Dopo aver diretto la pellicola drammatica Effi Briest (1974), entra a far parte della Giuria del Festival Internazionale di Berlino nel 1977, e, instancabile, si presenta l'anno dopo con Il matrimonio di Maria Braun, da molti decantato come il suo più grande capolavoro e primo mattone di una quadrilogia sulla Germania post-nazista. La storia di una giovane tedesca che, sposa di guerra, riesce a diventare una brillante donna d'affari grazie a un giro di prostituzione e mercato nero, incanta critica e pubblico e descrive con cruda precisione pensieri e ideali in uno scenario considerato terreno tabù per gli artisti tedeschi. Lo stesso anno, dolorosamente ispirato al suicidio del suo amico e amante Armin Meier, esce Un anno con 13 lune. Il cinema di Fassbinder comincia a parlare di quei delicati equilibri delle donne che lui descrive con testardaggine e senza alcuna diplomazia. L'universo femminile si spoglia con grande umiltà, mostrando le sue fragilità, i suoi dubbi e timori, la dolcezza, la sensibilità e l'umanità.
Vincitore del Luchino Visconti Award, avrà la fortuna di essere diretto da colui che lui giudica il suo ispiratore: Douglas Sirk in Bourbon Street Blues (1979), pellicola girata a 6 mani con Hans Schönherr e Tilman Taube. Sarà poi la volta di Lili Marleen (1980) con il nostro Giancarlo Giannini e il telefilm Berlin Alexanderplatz (1980). Lola (1981) con una delle sue attrici feticcio, l'ottima Barbara Sukowa, e il nostro Mario Adorf, è una prova di regia impeccabile, similmente si potrà dire anche di Veronika Voss (1982), che rende omaggio a Viale del tramonto di Billy Wilder e che, meritatamente, vincerà l'Orso d'Oro.

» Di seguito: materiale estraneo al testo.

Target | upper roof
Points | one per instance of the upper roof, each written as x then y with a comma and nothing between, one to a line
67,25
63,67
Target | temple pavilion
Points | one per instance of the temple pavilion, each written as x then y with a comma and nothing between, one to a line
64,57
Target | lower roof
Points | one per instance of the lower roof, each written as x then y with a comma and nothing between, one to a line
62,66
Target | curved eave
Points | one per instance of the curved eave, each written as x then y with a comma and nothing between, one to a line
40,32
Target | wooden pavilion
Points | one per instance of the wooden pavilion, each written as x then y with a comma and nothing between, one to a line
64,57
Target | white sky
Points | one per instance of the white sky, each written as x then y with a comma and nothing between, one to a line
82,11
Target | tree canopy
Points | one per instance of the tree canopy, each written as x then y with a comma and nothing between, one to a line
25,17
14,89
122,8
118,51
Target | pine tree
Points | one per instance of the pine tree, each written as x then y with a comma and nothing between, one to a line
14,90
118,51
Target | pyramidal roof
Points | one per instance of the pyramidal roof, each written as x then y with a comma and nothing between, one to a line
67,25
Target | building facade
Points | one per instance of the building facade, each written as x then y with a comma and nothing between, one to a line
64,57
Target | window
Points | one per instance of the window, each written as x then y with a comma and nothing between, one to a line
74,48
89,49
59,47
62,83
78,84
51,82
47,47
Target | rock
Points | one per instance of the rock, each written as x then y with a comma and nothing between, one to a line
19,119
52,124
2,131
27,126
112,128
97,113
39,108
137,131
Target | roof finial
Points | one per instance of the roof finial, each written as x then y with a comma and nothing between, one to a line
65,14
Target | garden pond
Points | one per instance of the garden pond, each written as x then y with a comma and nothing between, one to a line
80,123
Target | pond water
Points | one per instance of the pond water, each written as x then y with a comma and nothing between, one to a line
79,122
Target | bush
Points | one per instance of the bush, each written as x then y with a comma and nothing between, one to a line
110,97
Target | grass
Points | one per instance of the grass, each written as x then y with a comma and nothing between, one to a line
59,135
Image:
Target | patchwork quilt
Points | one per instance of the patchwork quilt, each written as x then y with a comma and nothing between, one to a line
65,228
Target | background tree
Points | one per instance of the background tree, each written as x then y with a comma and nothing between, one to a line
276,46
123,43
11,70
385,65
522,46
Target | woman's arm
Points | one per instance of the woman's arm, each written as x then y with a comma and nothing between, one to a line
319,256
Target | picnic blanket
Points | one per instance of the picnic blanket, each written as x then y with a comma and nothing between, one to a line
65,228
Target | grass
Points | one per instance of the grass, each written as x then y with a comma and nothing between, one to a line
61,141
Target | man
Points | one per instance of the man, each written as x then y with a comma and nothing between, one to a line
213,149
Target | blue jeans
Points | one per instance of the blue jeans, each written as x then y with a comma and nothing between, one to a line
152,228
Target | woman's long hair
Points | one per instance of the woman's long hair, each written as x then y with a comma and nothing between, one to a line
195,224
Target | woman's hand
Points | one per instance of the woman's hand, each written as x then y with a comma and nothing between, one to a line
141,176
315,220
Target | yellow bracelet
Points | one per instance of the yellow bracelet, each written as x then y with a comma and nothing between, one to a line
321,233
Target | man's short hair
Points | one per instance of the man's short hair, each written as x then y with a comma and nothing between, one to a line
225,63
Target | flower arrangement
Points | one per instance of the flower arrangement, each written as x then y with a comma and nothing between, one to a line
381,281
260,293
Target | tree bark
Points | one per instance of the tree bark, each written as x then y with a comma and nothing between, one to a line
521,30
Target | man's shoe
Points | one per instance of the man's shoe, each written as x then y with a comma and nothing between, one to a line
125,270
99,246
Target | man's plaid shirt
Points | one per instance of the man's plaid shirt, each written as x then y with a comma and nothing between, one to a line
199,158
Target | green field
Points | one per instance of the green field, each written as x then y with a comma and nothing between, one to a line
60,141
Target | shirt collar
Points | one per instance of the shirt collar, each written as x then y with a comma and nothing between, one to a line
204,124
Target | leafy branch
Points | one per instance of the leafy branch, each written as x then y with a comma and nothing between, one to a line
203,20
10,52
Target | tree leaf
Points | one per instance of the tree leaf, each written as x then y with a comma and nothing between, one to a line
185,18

Querelle de Brest (1982) è il suo ultimo film, la morte porta via Fassbinder in una notte di giugno del 1982, dopo un'overdose di cocaina associata all'uso eccessivo di sonniferi. Lasciò incompiuta una sceneggiatura sulla vita di Rosa Luxemburg. Ma nonostante questo, molte delle sue sceneggiature e dei suoi scritti, hanno trovato la luce postumi. È il caso di Gocce d'acqua su pietre roventi (2000) di François Ozon.
Con la morte di Fassbinder si chiude la New Wave tedesca. In 36 anni di vita, di cui 13 di attività artistica, questo autore è riuscito a girare ben 40 film, a scrivere 12 commedie, a firmare oltre 30 regie teatrali, nonché vari adattamenti radiofonici, senza considerare la vasta produzione letteraria. In Italia, per via dei temi trattati e dell'integralismo cattolico imperante, nonostante fosse attivo durante i fomenti del '68, "arrivata tardi e male", come avrà da dire qualche critico. Esorcizzare l'orrore di un'esistenza ricca di borghesismi, di piccole follie e di preconcetti con esplosione dell'inconscio gli hanno portato la nomea di artista maledetto. Pochi capiscono che Fassbinder in realtà è rimasto quel bambino angosciato che, in una sala cinematografica, guardava la vita di tutti i giorni passargli fra le dita, senza afferrarla mai.